GAME 'GLAMORIZES' DRUGS

Computer Title Features Police Using Crack, Pot

Acomputer game in which players use crack cocaine, ecstasy and cannabis to 
give themselves a "power boost" was condemned Saturday as irresponsible by 
anti-drug campaigners.

Critics said the game, called Narc, would glamorize drug-taking and 
undermine respect for the police, who are depicted in the game as taking 
the drugs to help them to catch criminals.

In the game, which will be released in the United States this week and in 
Britain in May, the players are elite undercover narcotics officers whose 
aim is to eliminate an international drug cartel.

Two police characters take drugs from the dealers and can use them to give 
themselves a "power boost" to help them to face "tough challenges."

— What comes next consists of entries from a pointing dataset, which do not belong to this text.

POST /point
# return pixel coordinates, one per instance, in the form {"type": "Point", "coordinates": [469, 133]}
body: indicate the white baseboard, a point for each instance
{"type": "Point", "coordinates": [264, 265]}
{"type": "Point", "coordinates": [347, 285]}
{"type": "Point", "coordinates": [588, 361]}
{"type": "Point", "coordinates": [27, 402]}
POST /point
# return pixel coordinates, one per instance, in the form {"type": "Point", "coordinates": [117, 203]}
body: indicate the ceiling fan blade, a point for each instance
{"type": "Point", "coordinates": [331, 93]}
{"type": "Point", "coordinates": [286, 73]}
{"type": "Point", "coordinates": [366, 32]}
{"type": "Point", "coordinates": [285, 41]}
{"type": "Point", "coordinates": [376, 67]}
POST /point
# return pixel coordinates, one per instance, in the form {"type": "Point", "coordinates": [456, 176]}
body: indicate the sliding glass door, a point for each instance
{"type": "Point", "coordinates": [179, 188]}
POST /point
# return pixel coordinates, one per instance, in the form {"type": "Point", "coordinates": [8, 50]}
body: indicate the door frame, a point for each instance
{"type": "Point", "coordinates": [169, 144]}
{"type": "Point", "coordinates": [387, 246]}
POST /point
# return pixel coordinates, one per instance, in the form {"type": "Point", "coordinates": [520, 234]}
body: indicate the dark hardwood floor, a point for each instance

A spokesman for Sony Playstation in London said: "If an officer finds 
himself in an extremely difficult or dangerous situation, say surrounded by 
violent enemies, he can take drugs and that can give him the power to take 
them on and win."

Each drug has a different effect. If the officer takes a digital ecstasy 
tablet, for example, it creates a mellow atmosphere that can pacify 
aggressive enemies.

An electronic puff of marijuana temporarily slows the action of the game 
like a sports action-replay. The use of crack momentarily makes the player 
a top marksman -- a "crack" shot.

The aim of the game, which can be played by one or more players on a 
Playstation or Xbox console, is to "bust" drug dealers until they capture 
the "Mr. Big" of the underworld.

"I don't approve of a game that has people taking drugs," said Dr. Ken 
Checinski, a senior lecturer at St George's Hospital medical school in 
London and an authority on addictive behaviour.

"There is a risk that it will glamorize drug-taking and send out the wrong 
message to young, impressionable people. It could also send out a dangerous 
moral message -- that two wrongs make a right: corrupt officers take 
illicit drugs while working and it helps them to arrest criminals."

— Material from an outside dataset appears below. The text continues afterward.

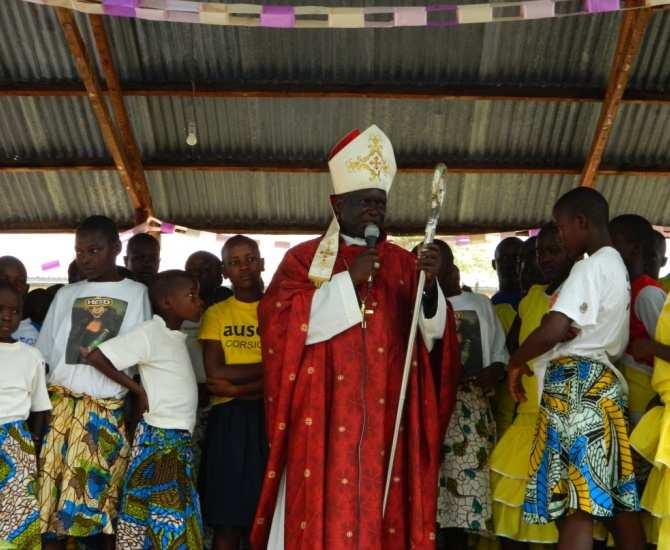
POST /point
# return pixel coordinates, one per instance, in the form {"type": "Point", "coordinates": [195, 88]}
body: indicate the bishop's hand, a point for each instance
{"type": "Point", "coordinates": [365, 265]}
{"type": "Point", "coordinates": [430, 261]}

A spokesman for Drugscope, an anti-drug charity, said: "It is totally wrong 
to suggest that people can do their jobs better while under the influence 
of drugs."

Sony defended the game, which will receive an adult classification.

"It's a classic good versus evil game that shows the destructive power of 
drugs," a spokesman said.

A spokesman for Midway, Narc's publisher, said: "This subject is something 
that nobody else has tackled in computer games and we felt it was time to 
do it."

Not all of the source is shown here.